8) Pourquoi ce nom donné au collège : Roger VERCEL ?

Qui était Roger VERCEL qui donnera son nom au collège ROGER-VERCEL ? Maintenant nous connaissons la différence entre ces deux façons d’écrier ce nom.

Ancien professeur de Lettres Classiques au collège dans les années 1930, Romancier, Prix Goncourt en 1934 pour « Capitaine Conan » qui a été porté au cinéma par Bertrand Tavernier. Auteur aussi de nombreux romans maritimes, romans d’aventure dont l’intrigue se déroule en mer à bord des derniers grands voiliers et des morutiers. Auteur aussi de roman qui montrent la vie sur les bords de la Rance et dans la région (Cancale en particulier) Vercel n’avait jamais navigué mais savait écouter les anciens marins. Son œuvre parle beaucoup de la solidarité face à la difficulté de la vie (à la guerre et en mer) Comme la littérature et le théâtre classique dont il était un fin connaisseur, ses romans mettent en scène des drames personnels (relation père – fils, jalousie, conflit entre l’honneur et l’intérêt personnel …) mais en situant les intrigues dans les paysages, les habitudes du Pays de Rance et de la haute mer. Ainsi qu’en respectant la langue des gens d’ici.
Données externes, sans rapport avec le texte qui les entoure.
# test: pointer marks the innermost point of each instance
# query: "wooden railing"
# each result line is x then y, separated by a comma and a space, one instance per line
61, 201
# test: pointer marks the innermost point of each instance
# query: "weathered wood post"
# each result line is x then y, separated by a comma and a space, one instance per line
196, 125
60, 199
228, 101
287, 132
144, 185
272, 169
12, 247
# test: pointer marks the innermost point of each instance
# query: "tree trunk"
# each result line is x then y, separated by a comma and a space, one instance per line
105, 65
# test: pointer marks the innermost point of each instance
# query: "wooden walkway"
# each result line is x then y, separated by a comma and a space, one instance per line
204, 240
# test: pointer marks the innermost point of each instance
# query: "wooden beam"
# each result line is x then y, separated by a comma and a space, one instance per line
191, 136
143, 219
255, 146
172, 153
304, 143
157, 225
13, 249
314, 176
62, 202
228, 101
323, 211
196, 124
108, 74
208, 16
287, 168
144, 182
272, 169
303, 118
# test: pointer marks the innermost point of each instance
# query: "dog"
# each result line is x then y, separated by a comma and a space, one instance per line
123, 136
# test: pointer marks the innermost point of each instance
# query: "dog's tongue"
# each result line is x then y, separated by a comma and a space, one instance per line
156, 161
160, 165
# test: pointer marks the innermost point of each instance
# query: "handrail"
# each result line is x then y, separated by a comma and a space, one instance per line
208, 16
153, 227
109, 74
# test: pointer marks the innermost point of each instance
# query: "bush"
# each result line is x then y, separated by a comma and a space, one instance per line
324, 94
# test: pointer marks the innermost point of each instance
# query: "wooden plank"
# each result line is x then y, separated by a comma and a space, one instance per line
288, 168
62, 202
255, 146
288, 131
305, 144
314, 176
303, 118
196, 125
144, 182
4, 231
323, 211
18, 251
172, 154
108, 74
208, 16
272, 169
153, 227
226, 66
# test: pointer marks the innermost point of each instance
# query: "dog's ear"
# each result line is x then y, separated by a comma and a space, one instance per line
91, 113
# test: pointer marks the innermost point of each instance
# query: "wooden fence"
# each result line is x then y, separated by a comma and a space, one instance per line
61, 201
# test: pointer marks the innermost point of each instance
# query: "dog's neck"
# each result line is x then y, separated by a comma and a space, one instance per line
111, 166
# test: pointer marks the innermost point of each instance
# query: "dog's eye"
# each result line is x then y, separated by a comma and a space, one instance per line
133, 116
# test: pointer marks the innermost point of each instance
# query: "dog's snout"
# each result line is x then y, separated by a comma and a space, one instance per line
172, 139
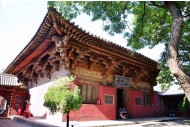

Quelques anciens élèves et professeurs (par ordre alphabétique) :

M. Benoît (maire de Dinan), Abbé Bertier (1780, fondateur des Cordeliers), F Broussais (Médecin 1772-1838), Chateaubriand (romancier 1768-1848), Pierre EGAULT DES NOES (XIX, Ingénieur, architecte des fortifications de Paris et inventeur du niveau à bulle), M GEISTDOERFER (maire en 1930), LECONTE DE LISLE (Poète 1837), NEEL DE LA VIGNE (maire et sous-préfet 1762-1851) Paul SEBILLOT (XIX Folkloriste), R SURCOUF (XVIII, Corsaire), J URVOY (peintre et graveur) et Roger VERCEL (prix Goncourt 1935) et bien d’autres …Jean Baptiste REDOULES, négociant, capitaine des pompiers, qui sera maire en 1874, Jean-Marie PEIGNE (1837 -1893) Imprimeur, journaliste, directeur de : "Le Dinannais" fondé en 1836, puis de : "L’Union libérale » de Dinan, puis de l’ « Union Libérale des Côtes-du-Nord", les maires de Saint-Juvat (M. MOUSSET) et de Calorguen (M. BERNARD), Jean-Joseph EVEN (1813-1882, avocat, sous-préfet, député) et son fils Jean-Marie, Louis LECONTE, qui sera maire de 1837 à 1947 puis député de 1849 à 1957 à nouveau maire de 1857 à 1861.

Ou encore Louis BARBE qui fut député de la Seine, Albert JACQUEMIN, maire puis député, le bâtonnier Paul AUBREE, les PRINGUE père et fils, le Docteur Jean-Marie CHAMBRAIN, conseiller général et découvreur de l’eau de Plancoët, André AUBERT, pharmacien, maire et député, le contre-amiral Jean METAYER, Pierre BOUCHER, fondateur de CETELEM, le sénateur René REGNAULT et bien d’autres.

Cette liste en dit long sur la place éminente du collège et le rôle actif de ses anciens élèves dans la vie de Dinan.

Mais il y manque les noms des femmes et des hommes aujourd’hui élèves et qui marqueront l’histoire petite ou grande.